L’État ayant estimé que l’on ne devait pas trop contrarier un ministre de la défense – il dispose des commandos de marine ! –, l’idée que la Bretagne ne bougerait pas a très vite prévalu.

Par ailleurs, en face, dans les Pays de la Loire, beaucoup vont maintenant nous jurer, la main sur le cœur, qu’ils voulaient absolument la fusion avec la Bretagne. Or les mêmes, depuis vingt-cinq ans, consacrent énormément d’énergie à empêcher que cette fusion puisse se faire… Un tel niveau d’hypocrisie collective me laisse stupéfait !

Depuis des années, le président Auxiette tient un discours anti-breton incroyable : tous les poncifs sur l’identité bretonne, qui serait un repli sur soi, y sont passés. Comment voulez-vous faire la fusion avec des gens qui ne cessent de dénigrer les Bretons ? Il est tout de même difficile d’y parvenir sur de telles bases !

Je suis tout aussi critique à l’égard de l’attitude de mes amis bretons, qui se montrent incapables d’admettre qu’une partie de l’avenir de l’ouest breton tient au lien fort qui unit celui-ci à la métropole de Bretagne sud et capitale historique de la Bretagne qu’est Nantes.

Le débat, tel qu’il est posé, constitue un moment politique important et assez triste pour l’Ouest, en ce qu’il marque un effondrement de la capacité collective à porter un projet. Mes propos sont extrêmement sévères, parce que je crois que c’est vraiment ce à quoi nous assistons aujourd’hui.

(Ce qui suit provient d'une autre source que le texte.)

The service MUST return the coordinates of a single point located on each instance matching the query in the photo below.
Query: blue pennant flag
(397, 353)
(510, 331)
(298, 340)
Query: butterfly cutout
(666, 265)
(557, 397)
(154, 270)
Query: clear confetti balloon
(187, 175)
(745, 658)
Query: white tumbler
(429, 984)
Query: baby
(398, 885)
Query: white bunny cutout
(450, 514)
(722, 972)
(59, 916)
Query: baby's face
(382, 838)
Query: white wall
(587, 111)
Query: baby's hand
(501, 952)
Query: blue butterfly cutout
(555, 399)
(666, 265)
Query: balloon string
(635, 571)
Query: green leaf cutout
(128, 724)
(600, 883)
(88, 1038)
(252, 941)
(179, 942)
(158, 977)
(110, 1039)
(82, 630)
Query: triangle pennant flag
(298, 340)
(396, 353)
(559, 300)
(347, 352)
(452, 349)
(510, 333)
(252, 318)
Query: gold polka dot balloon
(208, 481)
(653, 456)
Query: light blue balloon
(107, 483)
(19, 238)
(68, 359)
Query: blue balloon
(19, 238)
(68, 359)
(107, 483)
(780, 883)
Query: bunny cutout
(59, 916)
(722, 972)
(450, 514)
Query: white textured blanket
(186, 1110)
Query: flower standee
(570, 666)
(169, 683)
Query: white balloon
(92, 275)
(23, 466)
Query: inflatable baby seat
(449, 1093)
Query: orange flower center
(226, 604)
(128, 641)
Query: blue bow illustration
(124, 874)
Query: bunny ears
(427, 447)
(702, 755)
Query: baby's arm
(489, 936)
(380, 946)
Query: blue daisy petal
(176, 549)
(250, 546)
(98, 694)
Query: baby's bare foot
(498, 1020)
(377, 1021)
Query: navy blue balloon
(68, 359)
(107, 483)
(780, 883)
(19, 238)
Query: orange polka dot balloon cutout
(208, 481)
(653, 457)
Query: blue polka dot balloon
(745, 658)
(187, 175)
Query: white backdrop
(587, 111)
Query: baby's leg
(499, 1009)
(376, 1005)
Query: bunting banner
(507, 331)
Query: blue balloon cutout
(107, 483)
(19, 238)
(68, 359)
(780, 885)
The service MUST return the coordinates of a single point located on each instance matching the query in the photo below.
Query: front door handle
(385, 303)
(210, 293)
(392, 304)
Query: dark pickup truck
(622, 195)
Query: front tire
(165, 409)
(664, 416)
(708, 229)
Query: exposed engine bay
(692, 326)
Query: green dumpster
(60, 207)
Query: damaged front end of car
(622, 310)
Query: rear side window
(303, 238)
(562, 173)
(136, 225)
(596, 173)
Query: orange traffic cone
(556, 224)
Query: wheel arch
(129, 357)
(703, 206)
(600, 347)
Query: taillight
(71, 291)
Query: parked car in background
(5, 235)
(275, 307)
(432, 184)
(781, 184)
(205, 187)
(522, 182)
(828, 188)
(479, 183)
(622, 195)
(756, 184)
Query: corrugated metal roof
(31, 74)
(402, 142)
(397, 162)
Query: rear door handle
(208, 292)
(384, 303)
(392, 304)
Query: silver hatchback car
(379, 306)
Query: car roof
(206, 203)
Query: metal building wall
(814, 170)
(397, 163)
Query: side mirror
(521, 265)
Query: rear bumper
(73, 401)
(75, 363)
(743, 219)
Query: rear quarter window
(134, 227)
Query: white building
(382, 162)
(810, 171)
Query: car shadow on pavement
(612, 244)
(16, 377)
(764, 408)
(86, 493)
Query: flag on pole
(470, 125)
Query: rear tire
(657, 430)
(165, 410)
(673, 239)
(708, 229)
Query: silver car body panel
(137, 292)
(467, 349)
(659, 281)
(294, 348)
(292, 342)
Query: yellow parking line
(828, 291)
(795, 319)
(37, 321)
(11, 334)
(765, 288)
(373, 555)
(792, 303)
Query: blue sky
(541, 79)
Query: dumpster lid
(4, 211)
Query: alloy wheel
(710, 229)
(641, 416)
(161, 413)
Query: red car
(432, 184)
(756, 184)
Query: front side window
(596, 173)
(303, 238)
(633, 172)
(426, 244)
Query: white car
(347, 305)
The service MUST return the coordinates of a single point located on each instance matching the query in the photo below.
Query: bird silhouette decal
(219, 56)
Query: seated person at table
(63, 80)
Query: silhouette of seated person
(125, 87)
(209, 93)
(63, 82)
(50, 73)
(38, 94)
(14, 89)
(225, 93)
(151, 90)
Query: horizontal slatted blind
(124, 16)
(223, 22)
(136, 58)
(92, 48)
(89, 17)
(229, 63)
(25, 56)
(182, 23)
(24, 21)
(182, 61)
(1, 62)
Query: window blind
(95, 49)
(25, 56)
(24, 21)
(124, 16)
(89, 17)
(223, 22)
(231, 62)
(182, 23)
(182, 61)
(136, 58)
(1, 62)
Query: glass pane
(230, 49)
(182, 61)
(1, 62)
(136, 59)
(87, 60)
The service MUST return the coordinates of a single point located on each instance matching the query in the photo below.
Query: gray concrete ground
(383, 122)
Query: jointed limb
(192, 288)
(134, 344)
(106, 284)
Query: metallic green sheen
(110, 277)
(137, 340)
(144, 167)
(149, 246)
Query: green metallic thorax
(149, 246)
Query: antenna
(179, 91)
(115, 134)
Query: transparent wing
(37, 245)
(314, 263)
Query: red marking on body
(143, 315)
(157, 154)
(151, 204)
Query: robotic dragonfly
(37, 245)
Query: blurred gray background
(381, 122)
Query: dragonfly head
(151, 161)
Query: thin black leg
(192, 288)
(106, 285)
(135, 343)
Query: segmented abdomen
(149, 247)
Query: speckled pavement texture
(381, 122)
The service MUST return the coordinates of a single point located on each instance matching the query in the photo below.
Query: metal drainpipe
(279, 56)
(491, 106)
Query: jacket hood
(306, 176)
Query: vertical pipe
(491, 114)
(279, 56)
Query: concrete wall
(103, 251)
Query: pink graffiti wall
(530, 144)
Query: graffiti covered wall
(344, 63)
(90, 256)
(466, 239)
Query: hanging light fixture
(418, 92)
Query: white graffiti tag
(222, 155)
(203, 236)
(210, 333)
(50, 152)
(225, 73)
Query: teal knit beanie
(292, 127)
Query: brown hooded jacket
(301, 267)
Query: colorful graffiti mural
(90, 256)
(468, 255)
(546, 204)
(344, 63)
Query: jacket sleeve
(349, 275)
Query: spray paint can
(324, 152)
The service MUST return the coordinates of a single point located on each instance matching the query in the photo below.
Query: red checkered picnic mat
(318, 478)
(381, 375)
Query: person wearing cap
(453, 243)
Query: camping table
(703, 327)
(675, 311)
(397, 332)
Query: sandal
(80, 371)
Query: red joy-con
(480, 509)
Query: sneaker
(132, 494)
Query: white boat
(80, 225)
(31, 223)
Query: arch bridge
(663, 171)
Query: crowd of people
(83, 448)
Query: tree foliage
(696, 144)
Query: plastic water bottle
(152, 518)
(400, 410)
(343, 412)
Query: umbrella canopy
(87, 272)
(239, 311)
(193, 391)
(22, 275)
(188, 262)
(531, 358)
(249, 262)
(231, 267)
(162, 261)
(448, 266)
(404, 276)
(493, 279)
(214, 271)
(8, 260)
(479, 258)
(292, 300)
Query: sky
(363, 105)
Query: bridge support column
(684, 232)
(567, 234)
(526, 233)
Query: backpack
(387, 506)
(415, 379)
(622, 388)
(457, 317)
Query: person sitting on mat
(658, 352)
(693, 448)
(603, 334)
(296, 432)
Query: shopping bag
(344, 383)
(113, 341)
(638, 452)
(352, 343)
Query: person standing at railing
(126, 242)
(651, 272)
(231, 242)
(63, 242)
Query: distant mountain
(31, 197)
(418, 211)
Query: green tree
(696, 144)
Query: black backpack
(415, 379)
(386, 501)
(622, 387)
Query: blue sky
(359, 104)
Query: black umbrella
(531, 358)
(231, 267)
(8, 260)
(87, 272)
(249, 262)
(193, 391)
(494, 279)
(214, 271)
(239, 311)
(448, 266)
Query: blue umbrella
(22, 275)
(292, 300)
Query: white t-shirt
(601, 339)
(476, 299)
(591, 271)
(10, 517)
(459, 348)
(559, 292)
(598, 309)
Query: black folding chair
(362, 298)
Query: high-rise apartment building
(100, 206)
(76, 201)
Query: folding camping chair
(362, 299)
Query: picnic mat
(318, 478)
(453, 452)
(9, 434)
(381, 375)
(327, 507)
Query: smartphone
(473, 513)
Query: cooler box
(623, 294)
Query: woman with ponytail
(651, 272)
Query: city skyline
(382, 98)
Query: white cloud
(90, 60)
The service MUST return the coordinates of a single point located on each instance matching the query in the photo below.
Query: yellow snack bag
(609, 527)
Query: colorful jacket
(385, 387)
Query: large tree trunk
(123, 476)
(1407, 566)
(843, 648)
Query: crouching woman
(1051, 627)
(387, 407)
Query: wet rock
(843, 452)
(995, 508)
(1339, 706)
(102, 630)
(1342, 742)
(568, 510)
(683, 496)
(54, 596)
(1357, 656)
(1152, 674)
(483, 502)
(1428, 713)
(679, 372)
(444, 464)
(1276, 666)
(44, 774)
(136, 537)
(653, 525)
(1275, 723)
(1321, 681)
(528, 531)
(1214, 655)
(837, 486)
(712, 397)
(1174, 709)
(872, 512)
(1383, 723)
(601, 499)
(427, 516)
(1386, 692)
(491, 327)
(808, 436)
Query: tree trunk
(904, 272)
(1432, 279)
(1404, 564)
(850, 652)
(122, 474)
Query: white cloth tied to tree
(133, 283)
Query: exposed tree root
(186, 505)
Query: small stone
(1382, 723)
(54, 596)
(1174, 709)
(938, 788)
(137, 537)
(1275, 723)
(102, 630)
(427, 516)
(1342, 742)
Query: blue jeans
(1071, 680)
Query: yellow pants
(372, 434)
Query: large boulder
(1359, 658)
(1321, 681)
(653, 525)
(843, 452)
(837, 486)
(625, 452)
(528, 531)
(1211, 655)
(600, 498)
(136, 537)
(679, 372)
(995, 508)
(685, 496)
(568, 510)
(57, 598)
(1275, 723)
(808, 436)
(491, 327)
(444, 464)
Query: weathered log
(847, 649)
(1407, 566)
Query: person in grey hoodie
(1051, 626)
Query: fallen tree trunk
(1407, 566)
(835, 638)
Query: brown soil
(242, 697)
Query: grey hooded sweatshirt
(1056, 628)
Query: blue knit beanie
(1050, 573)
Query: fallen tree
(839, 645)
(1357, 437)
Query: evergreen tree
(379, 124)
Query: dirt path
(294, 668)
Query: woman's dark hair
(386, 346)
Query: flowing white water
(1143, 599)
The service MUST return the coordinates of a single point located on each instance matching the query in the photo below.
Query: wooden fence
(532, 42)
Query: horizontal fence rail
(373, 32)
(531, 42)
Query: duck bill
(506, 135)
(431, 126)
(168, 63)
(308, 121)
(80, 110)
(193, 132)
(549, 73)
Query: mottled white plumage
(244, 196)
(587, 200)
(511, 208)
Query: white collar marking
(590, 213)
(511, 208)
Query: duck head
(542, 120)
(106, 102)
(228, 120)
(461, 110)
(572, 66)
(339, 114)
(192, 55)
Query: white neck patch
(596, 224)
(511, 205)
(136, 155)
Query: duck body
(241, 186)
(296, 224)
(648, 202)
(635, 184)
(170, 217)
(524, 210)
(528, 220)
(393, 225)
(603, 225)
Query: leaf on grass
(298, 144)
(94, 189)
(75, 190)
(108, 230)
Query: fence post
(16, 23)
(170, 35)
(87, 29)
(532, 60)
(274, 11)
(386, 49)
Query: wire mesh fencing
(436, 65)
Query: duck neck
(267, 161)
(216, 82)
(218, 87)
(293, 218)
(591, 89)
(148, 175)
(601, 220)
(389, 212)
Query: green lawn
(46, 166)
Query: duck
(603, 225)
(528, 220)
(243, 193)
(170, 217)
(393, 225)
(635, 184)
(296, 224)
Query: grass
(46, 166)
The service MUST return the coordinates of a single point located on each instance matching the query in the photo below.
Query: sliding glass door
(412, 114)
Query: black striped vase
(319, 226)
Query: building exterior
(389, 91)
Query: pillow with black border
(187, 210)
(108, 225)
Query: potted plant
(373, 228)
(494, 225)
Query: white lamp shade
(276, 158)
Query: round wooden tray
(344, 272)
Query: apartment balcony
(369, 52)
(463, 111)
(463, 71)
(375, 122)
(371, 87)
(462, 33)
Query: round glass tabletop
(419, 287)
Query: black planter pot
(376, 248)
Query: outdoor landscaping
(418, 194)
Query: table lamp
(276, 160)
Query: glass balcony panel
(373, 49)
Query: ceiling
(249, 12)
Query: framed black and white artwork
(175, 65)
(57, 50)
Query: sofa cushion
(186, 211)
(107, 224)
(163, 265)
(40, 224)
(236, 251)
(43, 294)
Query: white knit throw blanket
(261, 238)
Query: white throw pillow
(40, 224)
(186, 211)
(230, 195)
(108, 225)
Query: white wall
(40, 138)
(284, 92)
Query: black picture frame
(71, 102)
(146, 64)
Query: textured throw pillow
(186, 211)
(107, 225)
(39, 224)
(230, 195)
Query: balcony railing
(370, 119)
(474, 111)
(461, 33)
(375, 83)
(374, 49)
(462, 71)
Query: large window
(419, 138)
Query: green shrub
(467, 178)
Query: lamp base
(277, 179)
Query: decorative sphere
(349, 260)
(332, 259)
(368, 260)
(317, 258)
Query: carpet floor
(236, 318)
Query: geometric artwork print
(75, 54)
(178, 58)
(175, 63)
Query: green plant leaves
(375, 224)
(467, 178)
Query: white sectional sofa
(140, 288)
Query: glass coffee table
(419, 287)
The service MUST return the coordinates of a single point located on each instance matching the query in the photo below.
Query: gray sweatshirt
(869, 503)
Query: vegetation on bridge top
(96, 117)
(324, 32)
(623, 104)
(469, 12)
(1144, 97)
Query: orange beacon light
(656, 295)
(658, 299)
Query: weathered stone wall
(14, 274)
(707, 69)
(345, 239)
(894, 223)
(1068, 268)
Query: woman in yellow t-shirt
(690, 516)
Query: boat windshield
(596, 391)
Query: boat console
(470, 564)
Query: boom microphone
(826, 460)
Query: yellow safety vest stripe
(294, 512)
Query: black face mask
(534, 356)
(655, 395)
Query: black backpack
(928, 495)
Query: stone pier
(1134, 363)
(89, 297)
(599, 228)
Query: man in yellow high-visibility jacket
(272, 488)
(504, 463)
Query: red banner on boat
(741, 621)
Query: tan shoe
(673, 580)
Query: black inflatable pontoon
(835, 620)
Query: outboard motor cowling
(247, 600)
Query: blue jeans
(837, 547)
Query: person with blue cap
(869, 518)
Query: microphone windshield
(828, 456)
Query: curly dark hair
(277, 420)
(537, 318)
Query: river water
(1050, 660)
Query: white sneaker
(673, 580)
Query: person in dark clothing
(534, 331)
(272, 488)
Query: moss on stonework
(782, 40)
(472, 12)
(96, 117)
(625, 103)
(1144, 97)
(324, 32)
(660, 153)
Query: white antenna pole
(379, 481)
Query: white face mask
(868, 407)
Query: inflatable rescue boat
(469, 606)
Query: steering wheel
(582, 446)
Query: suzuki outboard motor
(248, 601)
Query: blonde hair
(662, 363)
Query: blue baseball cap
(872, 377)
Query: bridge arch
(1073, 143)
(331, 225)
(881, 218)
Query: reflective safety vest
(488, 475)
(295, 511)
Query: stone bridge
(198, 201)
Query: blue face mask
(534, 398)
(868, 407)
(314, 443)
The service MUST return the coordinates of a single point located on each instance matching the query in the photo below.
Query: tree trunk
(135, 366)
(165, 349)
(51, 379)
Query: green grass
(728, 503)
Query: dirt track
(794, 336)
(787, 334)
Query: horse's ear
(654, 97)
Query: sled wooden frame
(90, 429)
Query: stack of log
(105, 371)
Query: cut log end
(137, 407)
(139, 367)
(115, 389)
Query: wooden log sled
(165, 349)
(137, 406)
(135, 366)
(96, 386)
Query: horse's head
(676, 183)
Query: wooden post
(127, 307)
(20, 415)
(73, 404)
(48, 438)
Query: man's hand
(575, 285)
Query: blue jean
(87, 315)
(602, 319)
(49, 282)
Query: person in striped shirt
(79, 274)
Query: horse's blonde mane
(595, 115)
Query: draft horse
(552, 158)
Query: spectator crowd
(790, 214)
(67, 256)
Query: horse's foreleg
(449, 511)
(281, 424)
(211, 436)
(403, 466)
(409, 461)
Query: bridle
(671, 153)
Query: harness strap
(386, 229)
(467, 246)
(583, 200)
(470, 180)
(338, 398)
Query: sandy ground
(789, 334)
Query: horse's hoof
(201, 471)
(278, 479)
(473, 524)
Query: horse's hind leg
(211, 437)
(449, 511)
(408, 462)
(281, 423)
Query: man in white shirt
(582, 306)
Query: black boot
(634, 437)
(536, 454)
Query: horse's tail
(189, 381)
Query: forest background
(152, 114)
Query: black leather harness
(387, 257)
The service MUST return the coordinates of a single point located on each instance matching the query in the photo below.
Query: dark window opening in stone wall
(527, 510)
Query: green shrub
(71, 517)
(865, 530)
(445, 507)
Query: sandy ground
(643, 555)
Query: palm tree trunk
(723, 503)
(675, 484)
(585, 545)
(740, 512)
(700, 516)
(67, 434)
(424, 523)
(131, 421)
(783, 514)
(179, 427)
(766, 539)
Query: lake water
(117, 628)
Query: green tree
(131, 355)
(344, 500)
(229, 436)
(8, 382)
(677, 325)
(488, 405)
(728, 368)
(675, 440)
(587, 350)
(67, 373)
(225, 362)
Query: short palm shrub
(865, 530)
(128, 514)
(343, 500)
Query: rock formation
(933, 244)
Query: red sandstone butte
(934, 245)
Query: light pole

Les uns et les autres invoquent ensuite le droit d’option, en nouant des alliances un peu étonnantes. J’ai ainsi vu passer une proposition visant à réunir la région Centre et l’ouest breton, en passant par-dessus les Pays de la Loire… On invente toutes sortes de choses qui n’ont strictement aucun sens. Je crois qu’il nous faut réagir collectivement devant cette impasse, cette incapacité à mener un projet collectif. Il faut peut-être redonner la parole au peuple, mais ceux-là mêmes qui prônent la fusion voteront contre toute capacité d’initiative référendaire et limiteront l’exercice du droit d’option, parce que celui-ci les tétanise. Les incohérences vont donc se poursuivre, dans l’attente de l’émergence d’une vision partagée.